投射魔法や、弓矢などの投擲武器で手の届かない単体の敵を打ち抜くための戦術。個人・集団のいずれでも用いられ、長めの詠唱時間や精確な狙いをつける力が必要となる。
3つめは超遠距離戦術。
儀式魔法や、大砲など、はるか遠くの敵を大量に殺傷するための戦術。大規模な魔法術式や、大量の資材を投入して作られた戦術兵器によって成立する。一般に、一撃で戦況を覆す最も破壊力のある戦術とされている。
長引く領土戦争によって、これらの戦術は次々と開発されていった。
まず、近距離戦術が誕生した。
近距離魔法が進化し、強固で鋭利な剣が鍛えられた。その結果、戦場には四肢を吹き飛ばされた、あるいは斬り飛ばされた死体が増えるようになった。
次に、遠距離戦術が誕生した。
投射魔法が進化し、弓の弦や矢毒が開発された。その結果、戦場には黒焦げになった、あるいは尋常ではない顔色の死体が増えるようになった。
最後に、超遠距離戦術が誕生した。
儀式魔法が発見され、強力な火薬と鈍重な大筒が開発された。その結果、戦争において戦場はなくなった。しかし、代わりに町が根こそぎ消えるようになった。

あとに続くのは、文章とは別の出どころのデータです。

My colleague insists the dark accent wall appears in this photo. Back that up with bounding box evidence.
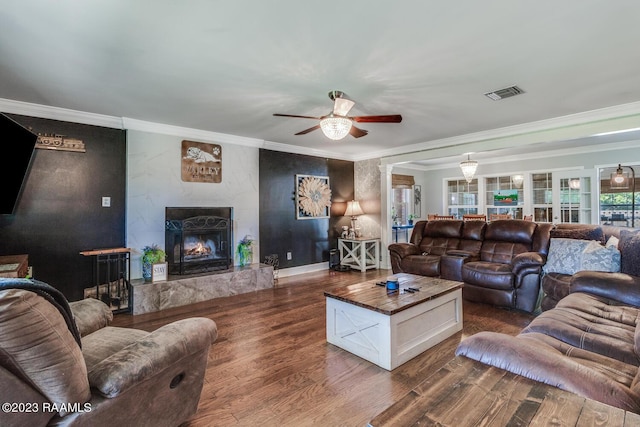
[0,114,126,301]
[259,149,354,269]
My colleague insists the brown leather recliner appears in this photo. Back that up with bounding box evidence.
[461,220,553,312]
[0,279,217,427]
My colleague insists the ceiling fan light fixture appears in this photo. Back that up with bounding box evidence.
[320,115,352,140]
[459,155,478,183]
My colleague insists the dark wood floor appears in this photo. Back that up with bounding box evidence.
[111,269,535,426]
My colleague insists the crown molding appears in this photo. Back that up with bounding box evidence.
[261,140,355,161]
[0,98,123,129]
[122,117,263,147]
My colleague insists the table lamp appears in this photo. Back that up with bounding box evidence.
[344,200,364,237]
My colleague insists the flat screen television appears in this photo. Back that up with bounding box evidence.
[0,113,38,214]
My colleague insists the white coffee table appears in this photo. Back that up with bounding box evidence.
[325,273,463,370]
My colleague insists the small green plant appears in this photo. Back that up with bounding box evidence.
[391,206,398,223]
[237,235,254,266]
[142,244,166,265]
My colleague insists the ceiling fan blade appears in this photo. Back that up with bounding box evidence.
[333,98,355,116]
[350,126,368,138]
[295,125,321,135]
[273,113,322,120]
[351,114,403,123]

こうして激化していく戦争と戦術開発に明け暮れる日々に、次第に人々は疲弊し、荒廃していった。
実は、長い歴史の中に最古の4つ目の戦闘術が存在したことはあまり知られていない。
その戦闘術は、こういった大量殺戮を正義とする世の中にあって次第に廃れていくことになる。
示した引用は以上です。